Susana guardó silencio.
—Teece creía que ese diario de Burt podría arrojar luz sobre lo que estuviera causando esos síntomas —añadió Carson—. Se disponía a buscarlo en cuanto regresara.
Ella se levantó.
—Bien, ¿va a ayudarme?
—¿Ayudarla a qué?
—A encontrar el diario de Burt. A averiguar el secreto de Monte Dragón.
Charles Levine se había propuesto llegar muy pronto a Greenough Hall, cerrar con llave la puerta de su despacho y dejar instrucciones a Ray de que no le pasara ninguna llamada ni admitiera a ninguna visita. Había traspasado temporalmente las clases a dos profesores adjuntos, y cancelado su apretado programa de conferencias para los próximos meses. Ésos habían sido los últimos consejos de Toni Wheeler antes de dimitir de su puesto como asesora de relaciones públicas de la fundación. Por una vez, Levine decidió hacer caso de sus consejos. Aumentaba la presión interna de los benefactores de la universidad, y los mensajes telefónicos que le dejaba el decano de la facultad eran cada vez más alarmantes. Levine percibió el peligro y, en contra de lo que le dictaba su naturaleza, decidió no llamar la atención durante algún tiempo.
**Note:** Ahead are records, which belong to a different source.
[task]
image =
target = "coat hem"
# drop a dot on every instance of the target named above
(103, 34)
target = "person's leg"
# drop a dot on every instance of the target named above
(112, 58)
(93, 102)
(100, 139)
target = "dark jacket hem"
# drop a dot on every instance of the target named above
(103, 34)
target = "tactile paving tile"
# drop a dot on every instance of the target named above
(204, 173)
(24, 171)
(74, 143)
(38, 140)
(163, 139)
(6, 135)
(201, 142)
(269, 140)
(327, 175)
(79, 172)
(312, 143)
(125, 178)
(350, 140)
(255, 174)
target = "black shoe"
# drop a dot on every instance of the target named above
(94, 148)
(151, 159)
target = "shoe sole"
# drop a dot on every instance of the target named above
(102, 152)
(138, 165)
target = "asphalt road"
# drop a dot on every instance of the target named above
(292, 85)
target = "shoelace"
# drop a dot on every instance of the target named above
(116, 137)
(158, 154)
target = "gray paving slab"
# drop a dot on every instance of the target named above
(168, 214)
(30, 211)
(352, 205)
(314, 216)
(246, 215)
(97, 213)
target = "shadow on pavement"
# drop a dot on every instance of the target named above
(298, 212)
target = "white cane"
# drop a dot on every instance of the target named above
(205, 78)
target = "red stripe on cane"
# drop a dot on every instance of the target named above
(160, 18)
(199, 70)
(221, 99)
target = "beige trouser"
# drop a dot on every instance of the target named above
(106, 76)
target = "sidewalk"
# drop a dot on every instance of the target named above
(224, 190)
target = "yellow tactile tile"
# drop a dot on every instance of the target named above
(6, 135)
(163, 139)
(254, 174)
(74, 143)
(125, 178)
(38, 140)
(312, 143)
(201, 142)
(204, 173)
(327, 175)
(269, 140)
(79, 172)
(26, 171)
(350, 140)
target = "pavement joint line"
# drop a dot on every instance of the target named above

Al llegar, le sorprendió encontrar a un hombre esperándole delante de la puerta de su despacho, a pesar de que aún eran las siete de la mañana. Instintivamente, Levine le tendió la mano, pero el hombre se limitó a mirarlo.
—¿Qué puedo hacer por usted? — preguntó Levine al tiempo que abría la puerta del despacho y le hacía entrar.
El hombre tomó asiento y colocó su maletín sobre el regazo. Tenía un alborotado cabello gris, pómulos altos y aparentaba unos setenta años de edad.
—Me llamo Jacob Perlstein —dijo—. Soy investigador en la Fundación de Investigación del Holocausto, en Washington.
—Ah, sí. Conozco su trabajo. Tiene usted una sólida reputación.
Perlstein era conocido en todo el mundo por el inquebrantable celo con que había tratado de arrojar luz sobre los campos nazis de la muerte y los guetos judíos de Europa oriental. Levine se acomodó en su silla, extrañado ante la actitud hostil de aquel hombre.